WEST AFRICAUnseasonal weather in West Africa, which produces almost three-quarters of global cocoa supplies, is threatening to widen the supply shortage for the commodity.

Cocoa is one of the few commodities that have risen this year, gaining 13 per cent in the year to date.

The commodity, which is currently trading around £2,200 a tonne, has been supported by West African supply concerns and the potential impact of El Nino, the weather phenomenon which tends to bring dryness to the region.

“What we’ve seen this year is abnormal rainfall patterns,” said Euan Mann of consultancy Complete Commodity Solutions at a conference organised by the International Cocoa Organization (ICCO).

Analysts are expecting a supply shortfall of about 100,000 tonnes for this cocoa season of 2015-16.

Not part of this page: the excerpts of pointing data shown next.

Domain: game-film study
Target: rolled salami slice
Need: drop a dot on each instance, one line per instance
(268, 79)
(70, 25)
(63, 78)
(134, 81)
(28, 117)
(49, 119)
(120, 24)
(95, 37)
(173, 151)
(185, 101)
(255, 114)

In 2014-16, supply and demand were balanced, said Laurent Pipitone, director of economics at the ICCO.

However, some forecasts are as wide as a supply deficit of 250,000 tonnes.

Jonathan Parkman, co-head of agriculture at commodity brokers Marex Spectron, is expecting a supply shortfall of about 100,000 tonnes but said he saw a “risk to the upside” due to the extended dry period in West Africa.

According to the ICCO, 72 per cent of the world’s cocoa is produced in Africa.

Demand for cocoa, which fell about 2.5-3.5 per cent in 2014-15 due to the economic turmoil in emerging markets and sluggish consumption in developed countries, is expected to rebound by about 2 per cent in the current year, said Mr Pipitone.

Edward George, head of group research at Ecobank, forecast production in West Africa to fall 3.4 per cent in 2015-16 to 2.8m tonnes, as production in Ivory Coast is expected to fall after a bumper crop the previous year.

Output from the country, the world’s largest producer, is expected to fall about 100,000 tonnes to 1.65m tonnes, he said.

Production in neighbouring Ghana is forecast to rebound after failing to meet expectations in 2014 – 15.

Late application of fertiliser and unseasonal rains coupled with extreme dryness has been blamed for the fall in this season’s crop to about 720,000 tonnes against the 900,000 tonnes initially pledged by the second-largest producer.

While some cocoa traders and industry executives are worried that Ghana’s problems are structural, where cocoa farms are being bought up by gold miners, Mr Mann said that the eight to 10 cocoa pod counting teams he speaks to regularly have not seen a decline in the number of farms they regularly visit.